We all know how it goes, we make a promise at the beginning of January to not consume alcohol for the whole month, it starts well, but once you get past the second week and the stresses of life get to you, it can be tempting to reach for a glass of wine after a long hard day. Especially this year, the added stress of the pandemic can be the one thing that tips us over the edge. But do not give up yet, we are here with wise words of encouragement to tell you how dry January is actually really good for your health.
You may be thinking, what is the point in one month off? Surely it will not make that much of a difference. Well, you could not be more wrong, alcohol is linked to more than 60 health conditions and the wellbeing benefits of a month without it go much further than you may think.
Research by The Royal Free Hospital showed that a month without alcohol could achieve health benefits such as lower blood pressure, reduced risk of developing diabetes, lower cholesterol, and reduced levels of cancer-related proteins in the blood. Excessive amounts of alcohol can also affect a number of body parts, beyond our liver, weight gain, cholesterol and blood pressure. It can also affect your eyesight, both in the short and long-term.
Dr Andy Hepworth from the UK’s leading corrective optical lens manufacturer Essilor.co.uk, explains some of the more unknown health implications of excess alcohol:
“When you drink, your reactions naturally slow down and reflexes become slower. This affects your pupils too, making it more difficult to distinguish between objects based on lightness and darkness. You will also experience blurry vision because alcohol can cause a delay between the brain and the eyes.
“While symptoms like the above will usually disappear once you stop drinking, there are some more detrimental consequences to your eye health if you drink excessively in the long-term. In some cases, overconsumption can also be a contributing factor to increased cataract formation.
“Heavy drinking could affect the absorption of vitamins, leading to a vitamin deficiency which could, in turn, affect your eyesight.
“While the above symptoms are usually associated with regular heavy drinking over a long period of time, it’s still important to keep an eye on your alcohol intake and what effect it might be having on your body. Dry January can give you an opportunity to reset your health, including the health of your eyes.
“By reducing your alcohol intake, you may reduce blood pressure which is great for reducing your risk of a heart attack, but can also reduce your risk of hypertensive retinopathy; a condition that damages the blood vessels in your eye. Alcohol is a diuretic which means it can make you dehydrated. In some cases, dehydration can lead to dry eye syndrome.
“Giving up alcohol, if only for a month, can also have a positive impact on your sleep, your waistline and your wallet. It could change your drinking habits, even when the 31 days are over.”
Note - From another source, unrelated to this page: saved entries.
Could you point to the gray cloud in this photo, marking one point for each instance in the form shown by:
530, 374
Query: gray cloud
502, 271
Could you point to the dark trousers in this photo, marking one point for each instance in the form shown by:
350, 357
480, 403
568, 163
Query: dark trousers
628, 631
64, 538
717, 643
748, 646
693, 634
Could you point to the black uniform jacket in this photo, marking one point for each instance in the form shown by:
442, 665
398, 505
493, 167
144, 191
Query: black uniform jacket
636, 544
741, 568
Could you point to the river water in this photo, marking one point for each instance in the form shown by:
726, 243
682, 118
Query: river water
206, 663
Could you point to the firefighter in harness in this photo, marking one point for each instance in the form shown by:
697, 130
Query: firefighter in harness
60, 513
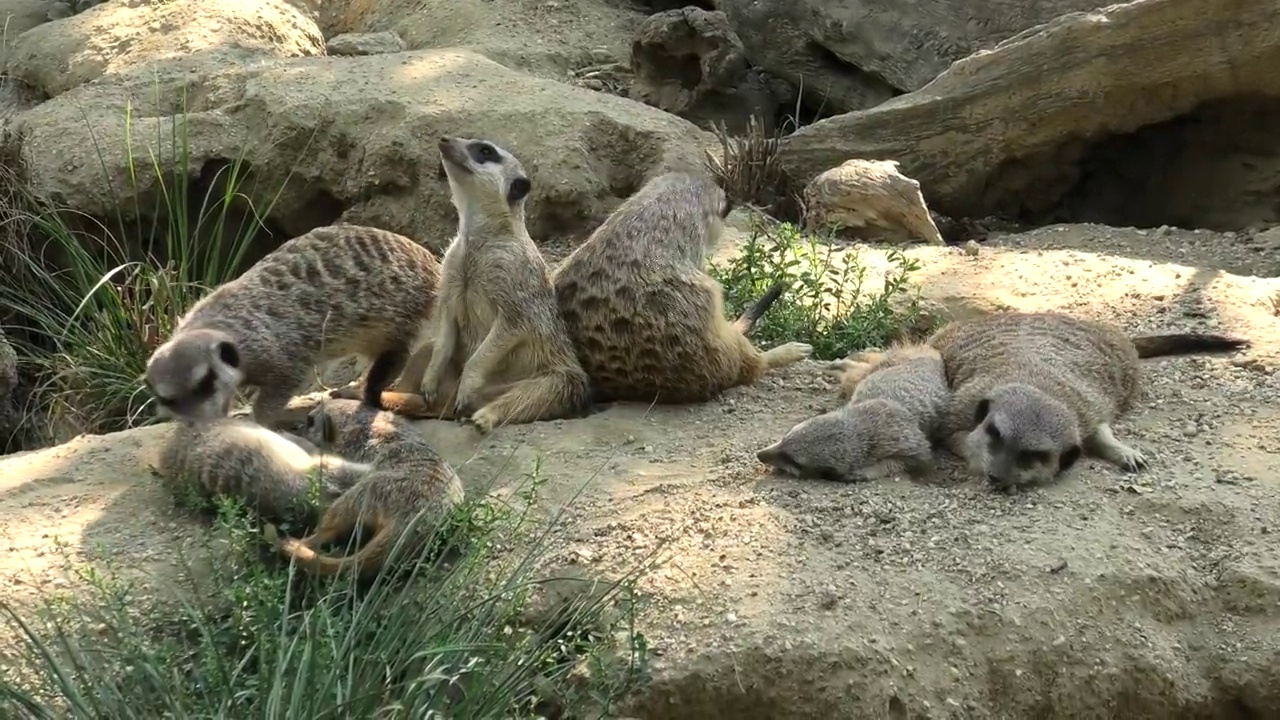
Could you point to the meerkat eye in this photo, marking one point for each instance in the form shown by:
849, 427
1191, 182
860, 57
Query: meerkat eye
205, 387
228, 355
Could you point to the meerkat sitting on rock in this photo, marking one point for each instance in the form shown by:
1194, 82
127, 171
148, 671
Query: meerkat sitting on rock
329, 294
280, 477
645, 318
410, 488
1036, 391
887, 427
499, 343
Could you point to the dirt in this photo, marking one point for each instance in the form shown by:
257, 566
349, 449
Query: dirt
1156, 593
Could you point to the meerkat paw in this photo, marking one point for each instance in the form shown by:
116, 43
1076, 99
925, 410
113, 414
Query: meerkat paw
787, 354
1105, 445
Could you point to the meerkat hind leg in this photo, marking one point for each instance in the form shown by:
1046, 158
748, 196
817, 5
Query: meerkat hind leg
786, 354
1104, 443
Other health issues caused by drinking
Drinking too much alcohol can also cause abnormal activation of digestive enzymes produced by the pancreas. The buildup of these enzymes can lead to inflammation known as pancreatitis, which can become a long-term condition and cause serious complications.
The pancreas helps regulate your body’s insulin use and response to glucose. When your pancreas and liver aren’t functioning properly, there is a risk of experiencing low blood sugar. A damaged pancreas may also prevent the body from producing enough insulin to utilise sugar, which can lead to hyperglycemia or too much sugar in the blood.
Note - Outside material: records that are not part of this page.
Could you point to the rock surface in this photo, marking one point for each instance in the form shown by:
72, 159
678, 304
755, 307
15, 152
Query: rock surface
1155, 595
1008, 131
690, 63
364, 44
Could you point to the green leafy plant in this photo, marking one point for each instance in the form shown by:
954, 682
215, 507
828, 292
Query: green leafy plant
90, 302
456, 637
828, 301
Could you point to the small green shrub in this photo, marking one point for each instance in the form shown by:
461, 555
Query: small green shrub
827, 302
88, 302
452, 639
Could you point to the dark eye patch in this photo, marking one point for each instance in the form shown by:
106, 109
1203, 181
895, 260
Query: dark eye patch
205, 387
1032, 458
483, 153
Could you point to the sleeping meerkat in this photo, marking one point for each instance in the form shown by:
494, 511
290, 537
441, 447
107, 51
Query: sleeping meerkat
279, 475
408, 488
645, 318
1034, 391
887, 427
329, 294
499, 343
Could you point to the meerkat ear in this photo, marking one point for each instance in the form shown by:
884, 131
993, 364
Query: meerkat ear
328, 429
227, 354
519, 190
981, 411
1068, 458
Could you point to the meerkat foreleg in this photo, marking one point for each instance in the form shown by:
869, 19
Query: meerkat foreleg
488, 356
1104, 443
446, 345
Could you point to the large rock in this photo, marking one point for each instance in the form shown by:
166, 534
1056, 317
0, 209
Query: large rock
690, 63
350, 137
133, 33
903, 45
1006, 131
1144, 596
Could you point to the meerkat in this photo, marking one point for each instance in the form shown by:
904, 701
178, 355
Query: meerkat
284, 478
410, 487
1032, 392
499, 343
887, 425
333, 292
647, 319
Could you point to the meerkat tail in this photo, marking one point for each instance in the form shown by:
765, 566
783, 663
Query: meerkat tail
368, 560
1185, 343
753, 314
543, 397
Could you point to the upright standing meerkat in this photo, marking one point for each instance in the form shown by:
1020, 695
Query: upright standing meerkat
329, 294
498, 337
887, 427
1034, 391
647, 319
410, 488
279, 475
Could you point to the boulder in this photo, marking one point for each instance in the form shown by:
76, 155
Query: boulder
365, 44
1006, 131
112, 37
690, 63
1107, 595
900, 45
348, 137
Drinking heavily reduces your body’s natural immune system. This makes it more difficult for your body to fight off invading germs and viruses. This is so important right now, as you need your immune system to be fully intact to fight off Coronavirus if you are exposed to the virus.
Try to stick to dry January and avoid the alcohol, no matter how tempting it may be. You will be grateful that you did when you are happy and healthy. You may think that it will relieve your stress, but in the long run, it may be the cause of it.